The Royal Navy’s Bad Day: The Impact of Airpower, 1941

H.M.S Warspite off of Crete

After being stymied by a suicidally aggressive Italian destroyer captain, Admiral Cunningham’s ships around Greece turned to support the Kiwi attack on Maleme airfield. But there was no proper naval gunfire support coordination between the Kiwis and the ships off shore so it was ineffective. Unfortunately, the late start to the ground attack meant the ships were caught in the waters around Crete at dawn. And the Luftwaffe savaged them.

The Luftwaffe attacks were so intense that two destroyers ran out of antiaircraft ammunition and resorted to firing star shells, and laying smoke and sailing in tight circles to distract the planes from the larger and slower ships. Both battleships were badly damaged and limped back to Egypt. Two cruisers were sunk and the remaining ships all damaged to varying degrees. Thousands were killed, wounded, or left in the water for the Italians to capture.

However, battleships were not obsolete as a measure of naval power just yet. Far to the north in the Norwegian Sea at Grimstadfjord near Bergen, the German battleship Bismarck and accompanying heavy cruiser Prinz Eugen stopped to refuel prior to their attempt to break out into the Atlantic. At 1300, they were spotted by a reconnaissance plane.
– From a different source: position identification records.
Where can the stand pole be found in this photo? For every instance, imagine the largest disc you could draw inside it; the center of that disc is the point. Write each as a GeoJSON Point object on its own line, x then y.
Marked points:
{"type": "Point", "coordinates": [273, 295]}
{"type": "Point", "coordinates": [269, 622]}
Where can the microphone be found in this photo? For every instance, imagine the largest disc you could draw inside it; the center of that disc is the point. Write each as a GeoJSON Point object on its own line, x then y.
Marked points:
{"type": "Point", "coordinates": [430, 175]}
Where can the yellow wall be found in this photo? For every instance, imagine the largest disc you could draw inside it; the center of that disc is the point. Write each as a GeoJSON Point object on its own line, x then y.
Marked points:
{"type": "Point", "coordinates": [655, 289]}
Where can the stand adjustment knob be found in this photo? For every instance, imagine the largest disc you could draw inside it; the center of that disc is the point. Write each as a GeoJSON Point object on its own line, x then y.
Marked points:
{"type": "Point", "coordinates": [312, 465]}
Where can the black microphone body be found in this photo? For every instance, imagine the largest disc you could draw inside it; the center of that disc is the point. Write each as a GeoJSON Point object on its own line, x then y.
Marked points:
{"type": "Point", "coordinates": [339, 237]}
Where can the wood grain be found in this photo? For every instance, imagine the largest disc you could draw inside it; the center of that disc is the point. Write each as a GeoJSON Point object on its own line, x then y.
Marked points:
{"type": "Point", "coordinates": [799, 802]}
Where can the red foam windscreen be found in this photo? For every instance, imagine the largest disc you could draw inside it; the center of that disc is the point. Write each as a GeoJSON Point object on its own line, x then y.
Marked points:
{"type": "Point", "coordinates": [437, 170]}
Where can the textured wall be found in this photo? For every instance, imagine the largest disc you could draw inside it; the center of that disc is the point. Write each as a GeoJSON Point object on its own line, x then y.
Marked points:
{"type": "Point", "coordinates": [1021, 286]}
At 1930, the RAF launched an attack, but by the time they reached the fjord the ships were already gone, but because it was dark they didn’t know it and bombed empty water. Since there were no secondary explosions the mission was labeled a failure.

The only bright spot for the day was the RAF mission that the Admiralty requested four days prior (I guess ATO cycles haven’t changed in 75 years) to bomb Brest to prevent the breakout of the Scharnhorst and Gneisenau. The Gneisenau was badly damaged and the Scharnhorst’s dry dock (she was refitting) was damaged. Neither would be able to rendezvous with the Bismarck.